Cats are also incredibly sensitive to odor and texture. The stronger the odor of the food, the more likely the cat connects with the food. Wet and fresh cat foods tend to have a more powerful smell than dry food, and the texture is closer to what they would catch and eat in nature. Transitioning them to either of these may take time, in part, if your cat is unaccustomed to those textures.

Artificial Vs. Natural Preservatives

We've been using food preservatives for centuries, so while we need not aim to cut them out of our lives entirely, it's important to know how nature can differ from the manufactured:

Natural preservatives:

Vinegar, citric acid, and vitamin E can all extend the shelf life of a product without being harmful if you consume them.

Synthetic preservatives:

The problem with synthetic preservatives is that the long-term effects are not fully known. BHA (butylated hydroxyanisole) and BHT (butylated hydroxytoluene) are common preservatives that appear in pet foods. The consumer group, the Center for Science in the Public Interest, cites BHA as an additive to “avoid” and puts BHT in its “caution” column. The World Health Organization also lists BHA as a potential carcinogen (cancer-causing agent) in animals.

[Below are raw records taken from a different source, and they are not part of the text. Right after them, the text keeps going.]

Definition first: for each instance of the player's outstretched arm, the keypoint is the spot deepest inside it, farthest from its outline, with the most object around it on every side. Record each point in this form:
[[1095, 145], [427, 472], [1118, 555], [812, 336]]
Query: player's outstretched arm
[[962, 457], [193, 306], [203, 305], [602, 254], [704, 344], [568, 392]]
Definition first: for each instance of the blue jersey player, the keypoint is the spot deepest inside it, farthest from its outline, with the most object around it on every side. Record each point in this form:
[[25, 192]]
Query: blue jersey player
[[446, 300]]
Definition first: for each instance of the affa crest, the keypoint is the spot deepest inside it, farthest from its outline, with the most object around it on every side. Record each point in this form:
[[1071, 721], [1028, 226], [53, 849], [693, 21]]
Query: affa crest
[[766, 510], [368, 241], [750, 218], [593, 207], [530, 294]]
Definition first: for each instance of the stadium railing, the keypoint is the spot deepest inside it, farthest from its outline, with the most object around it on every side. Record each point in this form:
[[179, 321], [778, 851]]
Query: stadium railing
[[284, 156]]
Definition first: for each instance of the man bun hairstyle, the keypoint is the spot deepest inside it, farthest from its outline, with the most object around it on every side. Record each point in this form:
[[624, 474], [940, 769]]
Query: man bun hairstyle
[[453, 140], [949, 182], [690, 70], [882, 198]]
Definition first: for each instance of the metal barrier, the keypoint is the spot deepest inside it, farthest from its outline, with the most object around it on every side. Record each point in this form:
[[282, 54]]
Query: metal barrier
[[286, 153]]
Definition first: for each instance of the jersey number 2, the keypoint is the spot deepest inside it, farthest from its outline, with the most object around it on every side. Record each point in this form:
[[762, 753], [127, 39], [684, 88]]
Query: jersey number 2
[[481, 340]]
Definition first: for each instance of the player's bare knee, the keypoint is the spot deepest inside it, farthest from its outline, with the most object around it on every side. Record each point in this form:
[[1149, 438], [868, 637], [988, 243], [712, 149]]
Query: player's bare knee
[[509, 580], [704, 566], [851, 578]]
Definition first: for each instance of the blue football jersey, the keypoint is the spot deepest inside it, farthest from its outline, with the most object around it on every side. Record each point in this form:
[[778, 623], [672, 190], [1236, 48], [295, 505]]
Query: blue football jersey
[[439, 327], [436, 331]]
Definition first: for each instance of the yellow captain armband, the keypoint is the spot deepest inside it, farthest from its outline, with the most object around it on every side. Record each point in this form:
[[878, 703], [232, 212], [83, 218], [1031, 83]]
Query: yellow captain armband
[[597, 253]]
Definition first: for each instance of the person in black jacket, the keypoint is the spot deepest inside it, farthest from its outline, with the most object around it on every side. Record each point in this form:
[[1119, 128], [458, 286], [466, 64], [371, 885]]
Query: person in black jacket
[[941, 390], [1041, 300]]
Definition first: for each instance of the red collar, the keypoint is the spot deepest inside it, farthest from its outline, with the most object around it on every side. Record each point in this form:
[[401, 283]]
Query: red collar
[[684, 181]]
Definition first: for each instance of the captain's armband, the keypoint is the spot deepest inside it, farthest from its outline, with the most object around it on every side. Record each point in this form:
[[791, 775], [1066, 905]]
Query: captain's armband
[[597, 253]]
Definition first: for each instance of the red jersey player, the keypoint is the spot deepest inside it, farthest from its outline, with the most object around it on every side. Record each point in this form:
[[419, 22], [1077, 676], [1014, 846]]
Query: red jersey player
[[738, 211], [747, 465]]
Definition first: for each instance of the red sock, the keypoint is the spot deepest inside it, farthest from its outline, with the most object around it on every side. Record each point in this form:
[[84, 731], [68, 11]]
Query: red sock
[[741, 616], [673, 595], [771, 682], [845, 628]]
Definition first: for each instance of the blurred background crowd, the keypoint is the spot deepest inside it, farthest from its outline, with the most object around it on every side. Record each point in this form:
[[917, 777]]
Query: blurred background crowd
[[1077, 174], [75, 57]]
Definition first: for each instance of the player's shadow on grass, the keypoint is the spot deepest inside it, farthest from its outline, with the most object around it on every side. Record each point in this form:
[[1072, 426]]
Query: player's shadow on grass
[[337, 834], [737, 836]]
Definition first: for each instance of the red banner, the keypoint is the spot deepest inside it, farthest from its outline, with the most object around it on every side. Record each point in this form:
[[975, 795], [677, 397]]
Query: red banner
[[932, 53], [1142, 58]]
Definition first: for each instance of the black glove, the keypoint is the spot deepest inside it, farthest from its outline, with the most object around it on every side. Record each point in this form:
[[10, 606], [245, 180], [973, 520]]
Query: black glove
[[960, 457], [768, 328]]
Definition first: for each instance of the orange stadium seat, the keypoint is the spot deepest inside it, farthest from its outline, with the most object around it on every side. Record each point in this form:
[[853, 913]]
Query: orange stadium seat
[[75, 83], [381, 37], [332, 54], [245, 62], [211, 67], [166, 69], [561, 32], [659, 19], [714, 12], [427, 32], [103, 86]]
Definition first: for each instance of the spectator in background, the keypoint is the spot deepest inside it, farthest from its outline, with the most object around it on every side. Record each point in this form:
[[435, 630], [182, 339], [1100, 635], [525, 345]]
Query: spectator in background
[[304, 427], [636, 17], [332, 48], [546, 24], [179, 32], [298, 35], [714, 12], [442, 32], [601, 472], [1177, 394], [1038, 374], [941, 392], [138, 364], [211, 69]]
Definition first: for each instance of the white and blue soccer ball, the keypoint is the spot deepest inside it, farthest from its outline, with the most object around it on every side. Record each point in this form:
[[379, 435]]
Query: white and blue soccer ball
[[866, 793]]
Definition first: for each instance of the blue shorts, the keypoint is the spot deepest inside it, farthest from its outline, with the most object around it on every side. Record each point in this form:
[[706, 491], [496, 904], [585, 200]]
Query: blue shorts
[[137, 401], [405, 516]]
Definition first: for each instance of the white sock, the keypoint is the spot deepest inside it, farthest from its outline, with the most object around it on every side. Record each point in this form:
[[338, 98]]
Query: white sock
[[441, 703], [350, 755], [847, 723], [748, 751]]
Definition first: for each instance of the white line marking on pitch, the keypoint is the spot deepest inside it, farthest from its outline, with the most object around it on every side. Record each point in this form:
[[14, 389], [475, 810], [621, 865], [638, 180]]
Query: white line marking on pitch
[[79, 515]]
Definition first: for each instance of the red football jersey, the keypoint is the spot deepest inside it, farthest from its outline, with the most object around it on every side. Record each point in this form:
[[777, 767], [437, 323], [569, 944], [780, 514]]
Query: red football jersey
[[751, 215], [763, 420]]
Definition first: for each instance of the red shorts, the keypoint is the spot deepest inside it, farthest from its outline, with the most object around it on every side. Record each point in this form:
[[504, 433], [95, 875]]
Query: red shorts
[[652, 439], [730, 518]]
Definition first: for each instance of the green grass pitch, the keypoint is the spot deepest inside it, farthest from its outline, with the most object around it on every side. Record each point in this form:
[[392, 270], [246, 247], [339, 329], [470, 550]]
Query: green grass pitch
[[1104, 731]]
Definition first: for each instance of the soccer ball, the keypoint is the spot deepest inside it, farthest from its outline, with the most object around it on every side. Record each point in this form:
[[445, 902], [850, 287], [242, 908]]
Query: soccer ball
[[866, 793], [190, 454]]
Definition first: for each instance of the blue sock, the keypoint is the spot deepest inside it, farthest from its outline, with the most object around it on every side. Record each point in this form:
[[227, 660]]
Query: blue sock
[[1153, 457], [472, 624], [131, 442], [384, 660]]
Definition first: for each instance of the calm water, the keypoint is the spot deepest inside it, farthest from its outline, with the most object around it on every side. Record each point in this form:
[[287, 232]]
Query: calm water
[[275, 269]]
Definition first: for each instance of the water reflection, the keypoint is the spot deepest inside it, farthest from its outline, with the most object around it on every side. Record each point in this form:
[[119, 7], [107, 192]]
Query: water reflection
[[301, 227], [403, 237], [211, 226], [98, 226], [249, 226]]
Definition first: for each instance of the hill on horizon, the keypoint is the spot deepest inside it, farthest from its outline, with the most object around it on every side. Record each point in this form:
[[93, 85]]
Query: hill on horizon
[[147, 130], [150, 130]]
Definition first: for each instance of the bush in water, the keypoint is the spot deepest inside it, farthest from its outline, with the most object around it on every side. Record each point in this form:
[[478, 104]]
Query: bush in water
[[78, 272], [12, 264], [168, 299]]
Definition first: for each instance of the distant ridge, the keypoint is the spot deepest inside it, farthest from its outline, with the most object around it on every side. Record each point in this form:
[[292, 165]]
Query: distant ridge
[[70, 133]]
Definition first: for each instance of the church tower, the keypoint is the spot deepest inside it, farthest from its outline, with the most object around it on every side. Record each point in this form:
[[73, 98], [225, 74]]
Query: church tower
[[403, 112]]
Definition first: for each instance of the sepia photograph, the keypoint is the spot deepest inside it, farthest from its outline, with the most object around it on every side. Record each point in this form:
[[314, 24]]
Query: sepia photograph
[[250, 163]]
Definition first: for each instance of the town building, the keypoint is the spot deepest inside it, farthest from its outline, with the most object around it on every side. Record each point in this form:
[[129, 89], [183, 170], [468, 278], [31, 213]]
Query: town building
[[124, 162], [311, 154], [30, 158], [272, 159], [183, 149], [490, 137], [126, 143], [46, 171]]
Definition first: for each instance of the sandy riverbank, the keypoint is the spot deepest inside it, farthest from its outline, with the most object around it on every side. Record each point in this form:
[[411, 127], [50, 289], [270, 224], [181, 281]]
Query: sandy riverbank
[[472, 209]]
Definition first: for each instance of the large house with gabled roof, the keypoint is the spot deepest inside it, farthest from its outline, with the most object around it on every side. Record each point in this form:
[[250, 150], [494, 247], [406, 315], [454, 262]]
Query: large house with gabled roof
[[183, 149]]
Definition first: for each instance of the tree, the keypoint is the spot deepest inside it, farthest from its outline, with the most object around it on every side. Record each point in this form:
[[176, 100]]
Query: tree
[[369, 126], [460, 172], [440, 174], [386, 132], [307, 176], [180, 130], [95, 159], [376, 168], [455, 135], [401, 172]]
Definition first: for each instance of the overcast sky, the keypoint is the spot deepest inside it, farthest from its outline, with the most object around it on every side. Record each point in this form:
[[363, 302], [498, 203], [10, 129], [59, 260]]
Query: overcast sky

Fresh meals cut the potential for risk; there is not much need to add potentially harmful preservatives when your cat is going to be eating it right away.

Snacking Vs. Meal Time

Picking the right food is not all that goes into changing our cats' eating habits. One reason that so many cats are overweight is that many cat parents feel that they should have constant access to food whenever they feel hungry. If it meets their protein needs, then it should be fine -- that is the reasoning, anyway. You may feel tempted to trust your cat to regulate herself because wild cats do this on their own.

However, wild cats eat often because they feast on small prey that they are actively hunting. Your little girl may occasionally tear around the house like her tail is on fire and slay a catnip mouse that crosses her the wrong way, but her idea of hunting is probably watching birds and cars from a sunny windowsill.

For the modern house cat, we tend to provide overly large servings to primarily sedentary felines with a low activity level. It is okay if the food dish is not always full. (Additionally, being hungry can actually help when you start to transition from your old food to a new one.)

Going Fresh - A Lifestyle Worth Having

A fresh food diet is about as close as you can get to replicating a plentiful wild diet for your cat before you are catching birds and other small animals for her yourself. The differences are marked, with a fresh diet ideally offering:

Cat-friendly ingredients:

One new thing that you might see in a lot of pet stores is “grain-free” food. The problem with cats eating grains is that this type of fiber is hard for a cat to digest (which accounts for those loose and stinky poops). A fresh diet should not use grains, instead of using vegetables like spinach and cantaloupe, which add easy-to-digest fiber. The nutrients absorb easily, the moisture helps it to pass easily, and there is less clean up.

Easier portion control:

With recipes often coming together in per-meal portions and often alongside a recommended feeding schedule, you feed your cat exactly what she needs; no more, no less. On average, most cats need 150-200 calories per day and eat twice a day.

No artificial additives:

Fresh food does not sit for weeks on the shelf or in the refrigerator before going to your cat's bowl. Furthermore, look for diets that only use natural preservatives that are safe for your pet’s health.

Bearing in mind the quality of your cat food, what goes into it, and how you serve it, all that is left is to begin. With peace of mind and scientific backing, a fresh diet cares for your cat physically as much as you do emotionally.